I held today my presentation about the Human Design. One of the feedback that the participants shared was that they could clearly see that I have found my passion. I can still remember the time I felt the same way about the Law of Attraction as I now feel about the Human Design. At this very moment I have an unshakeable trust in Human Design and I truly believe that this is THE thing.

It’s easy to speak convincingly and from my heart when I am all in it myself. Looking back on the time when I was carried away with the Law of Attraction, I think the aspect of it that resonated the most with me was its focus on positivity. I see that my focus on the things that were well during the treatments for leukemia played a significant role in my recovery, without in any way diminishing the role of the medication.

I recall myself being uncompromising in my conviction that the Law of Attraction would be the answer to all questions. It took a great deal of time and several people doubting its effectiveness before my stance on it changed. I have a vivid memory of myself standing in front of an critical audience staring out of the window trying to find a way to answer to their questions. And I remember succeeding in it.
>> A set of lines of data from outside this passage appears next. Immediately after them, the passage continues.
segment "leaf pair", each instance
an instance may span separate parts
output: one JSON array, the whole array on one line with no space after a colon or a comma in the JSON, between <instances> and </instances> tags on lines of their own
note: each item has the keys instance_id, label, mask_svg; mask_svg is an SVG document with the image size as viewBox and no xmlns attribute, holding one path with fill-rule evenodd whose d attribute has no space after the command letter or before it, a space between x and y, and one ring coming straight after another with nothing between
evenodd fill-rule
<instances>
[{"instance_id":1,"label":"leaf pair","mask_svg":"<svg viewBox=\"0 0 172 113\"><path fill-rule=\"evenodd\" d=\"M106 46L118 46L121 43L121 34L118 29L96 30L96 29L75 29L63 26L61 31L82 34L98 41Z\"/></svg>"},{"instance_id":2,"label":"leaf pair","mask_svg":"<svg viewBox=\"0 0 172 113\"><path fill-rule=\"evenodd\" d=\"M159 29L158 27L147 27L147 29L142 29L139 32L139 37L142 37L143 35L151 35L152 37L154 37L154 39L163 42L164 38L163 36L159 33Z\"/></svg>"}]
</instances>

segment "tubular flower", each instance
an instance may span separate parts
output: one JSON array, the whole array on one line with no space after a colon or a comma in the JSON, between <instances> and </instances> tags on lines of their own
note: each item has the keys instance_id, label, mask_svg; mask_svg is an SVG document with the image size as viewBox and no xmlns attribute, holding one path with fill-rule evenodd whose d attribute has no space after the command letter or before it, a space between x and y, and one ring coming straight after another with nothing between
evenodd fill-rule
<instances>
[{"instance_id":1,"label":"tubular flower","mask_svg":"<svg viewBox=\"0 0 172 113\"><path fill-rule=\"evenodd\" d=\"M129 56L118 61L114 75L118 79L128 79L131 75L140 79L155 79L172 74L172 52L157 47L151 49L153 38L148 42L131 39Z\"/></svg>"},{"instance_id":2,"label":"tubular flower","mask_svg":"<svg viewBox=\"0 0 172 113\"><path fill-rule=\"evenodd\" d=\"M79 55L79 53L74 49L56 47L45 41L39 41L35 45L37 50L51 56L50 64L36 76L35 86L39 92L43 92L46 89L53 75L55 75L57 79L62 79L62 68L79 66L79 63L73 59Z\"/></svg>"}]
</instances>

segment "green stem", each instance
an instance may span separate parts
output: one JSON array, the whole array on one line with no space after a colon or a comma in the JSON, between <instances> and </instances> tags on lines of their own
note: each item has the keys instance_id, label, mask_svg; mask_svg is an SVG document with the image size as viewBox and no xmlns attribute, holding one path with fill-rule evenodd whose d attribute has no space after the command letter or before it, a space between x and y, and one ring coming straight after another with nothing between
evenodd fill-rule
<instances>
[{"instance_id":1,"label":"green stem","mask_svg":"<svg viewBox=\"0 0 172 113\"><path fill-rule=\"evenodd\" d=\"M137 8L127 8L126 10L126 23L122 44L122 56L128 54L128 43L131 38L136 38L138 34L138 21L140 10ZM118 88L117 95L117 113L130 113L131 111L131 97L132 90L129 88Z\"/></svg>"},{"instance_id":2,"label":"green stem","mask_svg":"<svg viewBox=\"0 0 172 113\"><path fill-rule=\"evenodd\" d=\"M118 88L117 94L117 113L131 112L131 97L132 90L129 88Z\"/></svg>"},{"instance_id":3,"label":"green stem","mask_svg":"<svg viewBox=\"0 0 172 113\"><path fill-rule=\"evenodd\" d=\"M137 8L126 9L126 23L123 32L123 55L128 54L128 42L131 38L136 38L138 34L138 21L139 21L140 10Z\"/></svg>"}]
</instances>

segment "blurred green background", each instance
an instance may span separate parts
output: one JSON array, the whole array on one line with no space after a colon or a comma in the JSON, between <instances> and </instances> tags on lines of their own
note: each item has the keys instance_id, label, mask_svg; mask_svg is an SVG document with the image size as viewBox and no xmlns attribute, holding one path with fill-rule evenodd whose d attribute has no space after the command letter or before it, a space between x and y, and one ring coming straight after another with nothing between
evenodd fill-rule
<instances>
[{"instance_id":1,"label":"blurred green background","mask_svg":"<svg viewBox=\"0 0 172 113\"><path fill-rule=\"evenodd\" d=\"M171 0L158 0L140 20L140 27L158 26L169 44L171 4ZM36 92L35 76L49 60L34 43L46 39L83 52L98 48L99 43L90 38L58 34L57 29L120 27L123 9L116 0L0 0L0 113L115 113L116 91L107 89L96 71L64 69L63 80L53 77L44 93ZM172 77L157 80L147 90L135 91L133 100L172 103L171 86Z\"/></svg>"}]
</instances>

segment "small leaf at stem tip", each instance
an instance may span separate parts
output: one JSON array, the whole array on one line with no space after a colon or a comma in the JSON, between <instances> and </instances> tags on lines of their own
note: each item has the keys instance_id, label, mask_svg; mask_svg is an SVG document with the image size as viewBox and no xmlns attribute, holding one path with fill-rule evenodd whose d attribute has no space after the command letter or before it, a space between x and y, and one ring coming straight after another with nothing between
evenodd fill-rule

Conviction, decision making, trustWhen I truly believe in something, I can convince others about it as well. But when I get more information my own conviction changes. This comes from my inner authority in Human Design, splenic awareness generated. Spleen Center is all about intuition, health, survival, and time. The messages it gives me will guide me to stay safe in that particular situation. When the situation changes, the message can change as well.

Having Spleen as my inner authority gives me the ability to make spontaneous decisions, which aren’t permanent. I can sense a deep conditioning preventing me from using this capability. I think that I have heard often that I would need to make up my mind and stick with it even when the circumstances evolve. I need to regain my trust in my own adeptness to make adequate decisions for myself.